Solar panels save energy, sure, but making a home truly eco-friendly depends a lot on location. Just ask Marty Maskall, project manager and future resident of Folsom EcoHousing, a 38-family, green-friendly community being planned 20 miles outside of Sacramento.

“If you’re spending all your time driving to and from your home,” she argued, “it doesn’t matter how eco it is. Your [carbon] footprint is huge.” This is why FEH, which is the first phase of Leidesdorff Village at 1108 Sutter Street in Folsom, is one block away from Regional Transit light rail. Residents also will live two blocks from historic downtown Folsom and the American River Parkway bike trail. A neighborhood park is also next door.

The idea for FEH, a project that hopes to be approved this summer, sprouted when Maskall visited a friend living at Sacramento’s Southside Park Cohousing, at 434 T Street, in 2003. One look at this place was all it took.

“I saw the interior courtyard, single-family homes and common house,” Maskall said, “and fell in love with it. I asked all kind of questions and decided that I wanted to live in cohousing.”

This is easy to say, but not as easy to do, though. Next, Maskall searched for the best place to build a green cohousing project, which began in 2005. She met Steve Lebastchi, of D&S Development, at a Unitarian Universalist forum, and eventually they found an ideal site for FEH.

Now, FEH, a real-estate investment group, has 13 families. A full build-out, a total of 38 single-family homes are on tap. Each home will be clustered in two three-story buildings, according to Maskall. The homes feature shared walls, which allows residents to use less energy compared to detached residences.

“On top of that, we are going to have about an acre of organic garden and orchard to grow fruits and vegetables,” Maskall said. “We will grow our own food, harvest and eat it together.”

Along with eating healthy, residents will reduce the ecological and financial costs of bringing food from the farm to the fork. In a wet spring, for example, water oftentimes is wasted. But not at FEH: It will have vegetated drainage swales to minimize storm runoff.

The community’s design allows neighbors to interact in everyday living, much of which will occur in the 3,870-square-foot common house. There, residents will cook, dine, read and exercise. Kids will play in an activity room.

“I want to both live in and raise my daughter, Melia, in a ‘village,’” said FEH member Lamaia Hoffmann of East Sacramento, “where she can run out the front door and join a pack of kids that I know and go climb trees or play tag.”

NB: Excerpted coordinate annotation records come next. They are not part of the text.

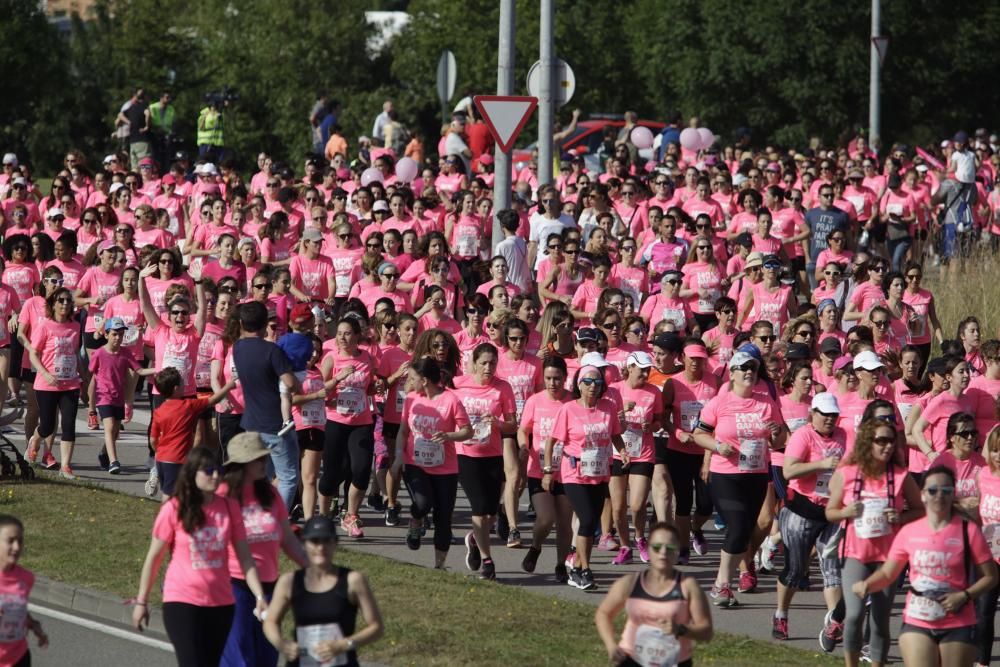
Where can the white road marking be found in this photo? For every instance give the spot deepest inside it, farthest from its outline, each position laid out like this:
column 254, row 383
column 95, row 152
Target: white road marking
column 100, row 627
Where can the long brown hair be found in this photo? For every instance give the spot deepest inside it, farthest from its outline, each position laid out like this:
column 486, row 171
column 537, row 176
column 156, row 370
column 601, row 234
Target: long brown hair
column 189, row 497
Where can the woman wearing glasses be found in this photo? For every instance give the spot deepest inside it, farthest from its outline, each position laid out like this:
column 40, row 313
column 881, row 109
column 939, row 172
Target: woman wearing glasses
column 666, row 611
column 874, row 497
column 738, row 427
column 945, row 554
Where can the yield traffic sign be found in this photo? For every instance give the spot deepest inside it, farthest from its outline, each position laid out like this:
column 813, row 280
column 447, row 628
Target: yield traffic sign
column 505, row 116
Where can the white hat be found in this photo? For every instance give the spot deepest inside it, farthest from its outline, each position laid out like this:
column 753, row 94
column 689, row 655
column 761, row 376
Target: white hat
column 739, row 359
column 826, row 403
column 640, row 359
column 868, row 361
column 593, row 359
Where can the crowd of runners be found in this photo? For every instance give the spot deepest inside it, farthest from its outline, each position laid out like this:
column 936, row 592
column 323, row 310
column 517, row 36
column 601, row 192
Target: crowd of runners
column 719, row 335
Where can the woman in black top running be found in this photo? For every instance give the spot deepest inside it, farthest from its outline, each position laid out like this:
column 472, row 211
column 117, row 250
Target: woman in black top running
column 324, row 599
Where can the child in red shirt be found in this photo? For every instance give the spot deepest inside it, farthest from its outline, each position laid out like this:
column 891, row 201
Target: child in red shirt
column 171, row 434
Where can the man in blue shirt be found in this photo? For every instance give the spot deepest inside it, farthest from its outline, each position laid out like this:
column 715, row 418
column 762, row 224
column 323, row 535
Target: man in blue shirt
column 260, row 367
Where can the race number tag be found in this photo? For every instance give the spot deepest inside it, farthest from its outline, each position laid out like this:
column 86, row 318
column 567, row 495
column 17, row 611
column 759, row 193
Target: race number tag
column 873, row 522
column 655, row 648
column 752, row 454
column 594, row 462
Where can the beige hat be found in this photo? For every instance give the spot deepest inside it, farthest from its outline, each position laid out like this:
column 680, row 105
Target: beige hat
column 246, row 447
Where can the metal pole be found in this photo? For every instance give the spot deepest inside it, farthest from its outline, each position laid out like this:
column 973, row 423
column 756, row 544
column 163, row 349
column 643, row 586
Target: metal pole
column 505, row 86
column 874, row 101
column 546, row 54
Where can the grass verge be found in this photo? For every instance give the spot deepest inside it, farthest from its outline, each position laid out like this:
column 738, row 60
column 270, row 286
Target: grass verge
column 96, row 538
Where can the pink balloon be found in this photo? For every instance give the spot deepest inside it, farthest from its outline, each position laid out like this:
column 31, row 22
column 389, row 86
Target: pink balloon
column 370, row 175
column 406, row 170
column 690, row 139
column 707, row 138
column 642, row 137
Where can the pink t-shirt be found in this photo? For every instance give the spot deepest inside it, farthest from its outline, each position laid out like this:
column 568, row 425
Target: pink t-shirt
column 110, row 371
column 538, row 418
column 198, row 573
column 425, row 417
column 809, row 446
column 741, row 423
column 15, row 589
column 937, row 564
column 586, row 436
column 264, row 533
column 494, row 399
column 349, row 403
column 58, row 345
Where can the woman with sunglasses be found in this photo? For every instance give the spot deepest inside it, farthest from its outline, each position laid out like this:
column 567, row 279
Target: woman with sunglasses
column 589, row 429
column 873, row 497
column 666, row 611
column 55, row 338
column 738, row 427
column 939, row 623
column 197, row 526
column 703, row 283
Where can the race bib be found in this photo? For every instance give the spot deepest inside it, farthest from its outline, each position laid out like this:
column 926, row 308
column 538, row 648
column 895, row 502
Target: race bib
column 594, row 462
column 350, row 401
column 655, row 648
column 633, row 441
column 752, row 454
column 427, row 453
column 924, row 608
column 64, row 367
column 873, row 522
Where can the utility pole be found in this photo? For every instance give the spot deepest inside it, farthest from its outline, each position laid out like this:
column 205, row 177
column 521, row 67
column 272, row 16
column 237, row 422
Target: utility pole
column 546, row 106
column 505, row 86
column 874, row 82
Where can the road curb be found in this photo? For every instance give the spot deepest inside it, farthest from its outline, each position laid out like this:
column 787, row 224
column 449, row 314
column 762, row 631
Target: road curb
column 104, row 606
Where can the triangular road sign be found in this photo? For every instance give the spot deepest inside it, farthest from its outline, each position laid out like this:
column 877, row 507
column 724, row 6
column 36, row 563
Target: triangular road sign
column 505, row 116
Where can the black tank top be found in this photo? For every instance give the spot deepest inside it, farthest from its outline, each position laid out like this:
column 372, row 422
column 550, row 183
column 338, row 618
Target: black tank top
column 332, row 606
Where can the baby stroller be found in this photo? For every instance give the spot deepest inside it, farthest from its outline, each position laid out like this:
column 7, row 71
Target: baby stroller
column 13, row 465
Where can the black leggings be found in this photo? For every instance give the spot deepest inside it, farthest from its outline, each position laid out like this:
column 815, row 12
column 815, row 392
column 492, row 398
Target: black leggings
column 347, row 456
column 689, row 488
column 588, row 503
column 433, row 492
column 198, row 633
column 62, row 402
column 738, row 497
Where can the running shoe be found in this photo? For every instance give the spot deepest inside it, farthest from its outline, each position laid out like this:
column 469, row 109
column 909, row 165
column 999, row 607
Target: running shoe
column 779, row 628
column 624, row 557
column 722, row 596
column 699, row 543
column 530, row 559
column 413, row 536
column 643, row 549
column 831, row 634
column 152, row 483
column 351, row 524
column 748, row 582
column 473, row 559
column 392, row 516
column 608, row 543
column 514, row 539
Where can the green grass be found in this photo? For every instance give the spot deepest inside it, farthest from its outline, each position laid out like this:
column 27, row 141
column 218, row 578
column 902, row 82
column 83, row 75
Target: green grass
column 97, row 538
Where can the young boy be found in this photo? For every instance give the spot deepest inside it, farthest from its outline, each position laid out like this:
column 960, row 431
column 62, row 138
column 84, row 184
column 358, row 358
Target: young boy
column 298, row 347
column 15, row 587
column 172, row 432
column 109, row 367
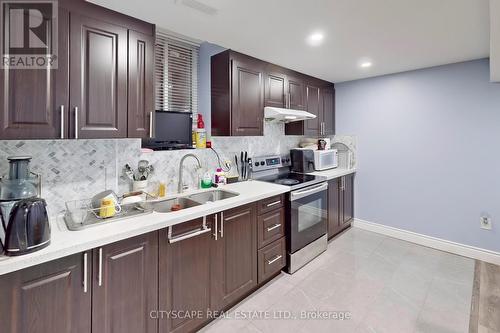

Maskall says it’s been a learning process that involves keeping many moving parts on track for future residents and current neighbors of FEH. “You have to do neighborhood outreach and make a budget work for people to afford [to buy homes], while covering all the building and development costs,” said Maskall.

According to FEH’s planning application to the city of Folsom last August, California is home to 10 percent of the active cohousing communities across the nation over the past 20 years. Davis boasts Muir Commons and N Street Cohousing. Nevada City Cohousing opened in 2006, and Nevada County Rural Cohousing is seeking a site now. In Grass Valley, the building of two cohousing projects, Wolf Creek Commons and Wolf Creek Lodge, is underway.

The city of Folsom’s approval of FEH could come this August, with a breaking of ground projected for summer 2012, and an estimated residents’ move-in date of late 2013, according to Maskall.